CVE Vulnerabilities

CVE-2023-26593

Cleartext Storage of Sensitive Information

Published: Apr 11, 2023 | Modified: Apr 21, 2023
CVSS 3.x
7.8
HIGH
Source:
NVD
CVSS:3.1/AV:L/AC:L/PR:L/UI:N/S:U/C:H/I:H/A:H
CVSS 2.x
RedHat/V2
RedHat/V3
Ubuntu

CENTUM series provided by Yokogawa Electric Corporation are vulnerable to cleartext storage of sensitive information. If an attacker who can login or access the computer where the affected product is installed tampers the password file stored in the computer, the user privilege which CENTUM managed may be escalated. As a result, the control system may be operated with the escalated user privilege. To exploit this vulnerability, the following prerequisites must be met: (1)An attacker has obtained user credentials where the affected product is installed, (2)CENTUM Authentication Mode is used for user authentication when CENTUM VP is used.

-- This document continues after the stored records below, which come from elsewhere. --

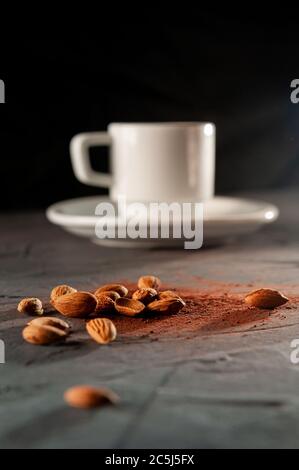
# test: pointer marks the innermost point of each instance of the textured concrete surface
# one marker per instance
(230, 389)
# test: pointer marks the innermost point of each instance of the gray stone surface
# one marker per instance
(230, 389)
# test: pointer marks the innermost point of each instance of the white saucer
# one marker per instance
(224, 218)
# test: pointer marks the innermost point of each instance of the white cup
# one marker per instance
(151, 161)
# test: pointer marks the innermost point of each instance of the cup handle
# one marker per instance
(80, 158)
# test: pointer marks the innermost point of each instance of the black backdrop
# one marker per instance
(234, 73)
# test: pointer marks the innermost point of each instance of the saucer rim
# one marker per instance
(54, 214)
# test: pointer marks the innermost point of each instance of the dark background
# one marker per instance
(236, 73)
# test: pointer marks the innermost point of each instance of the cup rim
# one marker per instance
(163, 124)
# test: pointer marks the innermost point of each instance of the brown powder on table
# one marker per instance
(207, 311)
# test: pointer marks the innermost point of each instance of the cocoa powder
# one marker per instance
(213, 309)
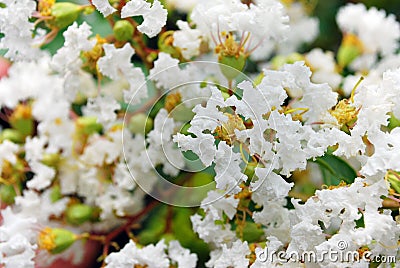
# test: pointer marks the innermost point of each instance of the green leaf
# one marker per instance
(334, 169)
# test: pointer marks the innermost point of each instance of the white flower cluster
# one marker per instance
(88, 133)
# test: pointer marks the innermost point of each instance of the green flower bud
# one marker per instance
(140, 124)
(88, 10)
(79, 213)
(51, 159)
(88, 125)
(252, 232)
(56, 240)
(55, 194)
(237, 64)
(168, 238)
(278, 61)
(7, 194)
(21, 120)
(12, 135)
(394, 182)
(347, 54)
(349, 50)
(250, 169)
(393, 122)
(123, 30)
(64, 14)
(184, 129)
(259, 79)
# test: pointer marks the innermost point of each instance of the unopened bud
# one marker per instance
(11, 135)
(140, 124)
(232, 65)
(56, 240)
(88, 125)
(123, 30)
(65, 14)
(79, 213)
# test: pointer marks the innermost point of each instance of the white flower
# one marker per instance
(324, 68)
(386, 154)
(302, 29)
(217, 203)
(264, 20)
(228, 172)
(154, 16)
(234, 256)
(161, 149)
(269, 186)
(27, 80)
(211, 232)
(116, 64)
(104, 7)
(17, 239)
(118, 201)
(8, 150)
(379, 33)
(102, 150)
(187, 39)
(182, 6)
(152, 256)
(67, 60)
(43, 177)
(181, 256)
(41, 207)
(18, 30)
(102, 107)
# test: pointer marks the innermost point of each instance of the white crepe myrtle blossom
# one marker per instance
(235, 256)
(154, 15)
(187, 39)
(17, 29)
(369, 31)
(67, 60)
(261, 21)
(302, 29)
(104, 7)
(17, 242)
(104, 107)
(378, 32)
(324, 68)
(116, 65)
(152, 256)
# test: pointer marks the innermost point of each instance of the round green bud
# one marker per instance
(346, 54)
(7, 194)
(225, 95)
(168, 237)
(123, 30)
(63, 239)
(250, 169)
(12, 135)
(252, 232)
(55, 193)
(65, 13)
(234, 65)
(140, 124)
(51, 159)
(79, 213)
(88, 125)
(393, 122)
(184, 129)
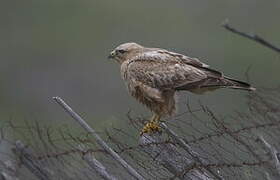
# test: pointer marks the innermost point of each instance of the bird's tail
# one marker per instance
(213, 83)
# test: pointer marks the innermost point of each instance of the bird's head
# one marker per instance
(123, 51)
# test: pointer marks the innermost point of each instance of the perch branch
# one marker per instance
(273, 165)
(253, 37)
(170, 157)
(31, 163)
(91, 131)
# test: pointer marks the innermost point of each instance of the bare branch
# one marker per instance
(91, 131)
(188, 149)
(171, 158)
(31, 163)
(253, 37)
(273, 166)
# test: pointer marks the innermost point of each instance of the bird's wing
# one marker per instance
(179, 57)
(161, 71)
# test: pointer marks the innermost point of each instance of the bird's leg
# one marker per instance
(152, 125)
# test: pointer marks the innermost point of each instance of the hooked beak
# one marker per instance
(112, 55)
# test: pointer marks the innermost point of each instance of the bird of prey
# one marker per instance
(154, 75)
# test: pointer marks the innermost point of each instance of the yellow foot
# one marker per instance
(150, 127)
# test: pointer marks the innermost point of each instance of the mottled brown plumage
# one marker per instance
(153, 76)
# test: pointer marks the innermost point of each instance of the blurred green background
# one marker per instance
(60, 47)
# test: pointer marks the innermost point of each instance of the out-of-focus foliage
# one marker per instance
(52, 47)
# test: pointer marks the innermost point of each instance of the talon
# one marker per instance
(150, 127)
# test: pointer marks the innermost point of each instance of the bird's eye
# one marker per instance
(121, 51)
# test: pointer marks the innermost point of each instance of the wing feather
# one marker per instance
(159, 71)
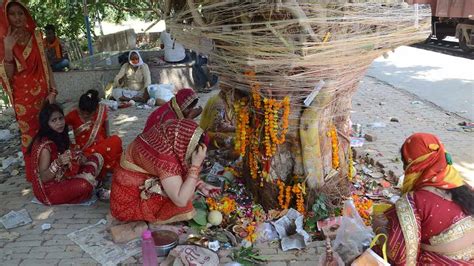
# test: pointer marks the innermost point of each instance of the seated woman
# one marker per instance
(432, 223)
(159, 173)
(133, 80)
(59, 175)
(218, 118)
(183, 105)
(91, 130)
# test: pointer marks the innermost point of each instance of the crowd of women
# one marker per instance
(155, 178)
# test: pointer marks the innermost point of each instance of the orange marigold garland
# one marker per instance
(273, 136)
(299, 190)
(225, 205)
(242, 128)
(350, 171)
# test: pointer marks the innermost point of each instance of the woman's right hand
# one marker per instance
(11, 38)
(199, 155)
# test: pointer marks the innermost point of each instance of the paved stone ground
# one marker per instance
(29, 245)
(376, 101)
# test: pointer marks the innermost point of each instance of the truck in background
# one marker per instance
(452, 18)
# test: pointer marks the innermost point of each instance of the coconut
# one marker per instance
(214, 217)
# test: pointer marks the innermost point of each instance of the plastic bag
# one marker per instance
(353, 236)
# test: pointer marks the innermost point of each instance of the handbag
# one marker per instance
(369, 257)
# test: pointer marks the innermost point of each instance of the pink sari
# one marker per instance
(422, 219)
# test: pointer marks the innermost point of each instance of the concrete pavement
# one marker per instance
(445, 80)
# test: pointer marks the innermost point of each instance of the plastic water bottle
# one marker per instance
(149, 256)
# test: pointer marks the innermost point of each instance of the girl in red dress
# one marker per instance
(25, 74)
(183, 105)
(158, 174)
(432, 223)
(91, 130)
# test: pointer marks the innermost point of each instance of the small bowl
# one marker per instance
(165, 241)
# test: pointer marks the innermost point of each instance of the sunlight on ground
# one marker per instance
(44, 215)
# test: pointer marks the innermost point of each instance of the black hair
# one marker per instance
(464, 197)
(50, 27)
(89, 101)
(60, 139)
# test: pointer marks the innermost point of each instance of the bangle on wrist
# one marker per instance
(194, 177)
(193, 170)
(54, 167)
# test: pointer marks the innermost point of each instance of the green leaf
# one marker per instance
(195, 226)
(200, 204)
(200, 217)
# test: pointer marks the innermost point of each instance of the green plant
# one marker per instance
(319, 211)
(247, 256)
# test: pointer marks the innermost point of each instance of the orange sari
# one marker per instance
(91, 137)
(153, 156)
(29, 86)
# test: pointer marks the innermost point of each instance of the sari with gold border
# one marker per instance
(153, 156)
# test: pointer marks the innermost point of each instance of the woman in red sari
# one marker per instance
(60, 176)
(159, 173)
(432, 223)
(91, 130)
(183, 105)
(25, 74)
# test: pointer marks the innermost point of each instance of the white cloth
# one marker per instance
(174, 51)
(161, 91)
(119, 92)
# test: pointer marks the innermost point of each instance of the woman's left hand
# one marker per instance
(209, 190)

The affected products and versions are as follows: CENTUM CS 1000, CENTUM CS 3000 (Including CENTUM CS 3000 Entry Class) R2.01.00 to R3.09.50, CENTUM VP (Including CENTUM VP Entry Class) R4.01.00 to R4.03.00, R5.01.00 to R5.04.20, and R6.01.00 and later, B/M9000 CS R5.04.01 to R5.05.01, and B/M9000 VP R6.01.01 to R7.04.51 and R8.01.01 and later

Weakness

The product stores sensitive information in cleartext within a resource that might be accessible to another control sphere.

Affected Software

Name Vendor Start Version End Version
B/m9000cs Yokogawa r5.04.01 r5.05.01
Centum_vp Yokogawa r6.01.00 *
Centum_vp Yokogawa r5.01.00 r5.04.20
Centum_vp Yokogawa r4.01.00 r4.03.00
Centum_vp_entry_class Yokogawa r6.01.00 *
Centum_vp_entry_class Yokogawa r4.01.00 r4.02.00
Centum_vp_entry_class Yokogawa r5.01.00 r5.04.20
Centum_cs_3000_entry_class Yokogawa r2.01.00 r3.09.50
Centum_cs_3000 Yokogawa r2.01.00 r3.09.50
Centum_cs_1000 Yokogawa r2.01.00 r3.09.50
Exaopc Yokogawa r2.01.00 r2.10.00
Exaopc Yokogawa r1.01.00 r1.20.00
Exaopc Yokogawa r3.01.00 *
B/m9000_vp Yokogawa r8.01.01 *
B/m9000_vp Yokogawa r6.01.01 r7.04.51

Extended Description

Because the information is stored in cleartext (i.e., unencrypted), attackers could potentially read it. Even if the information is encoded in a way that is not human-readable, certain techniques could determine which encoding is being used, then decode the information. When organizations adopt cloud services, it can be easier for attackers to access the data from anywhere on the Internet. In some systems/environments such as cloud, the use of “double encryption” (at both the software and hardware layer) might be required, and the developer might be solely responsible for both layers, instead of shared responsibility with the administrator of the broader system/environment.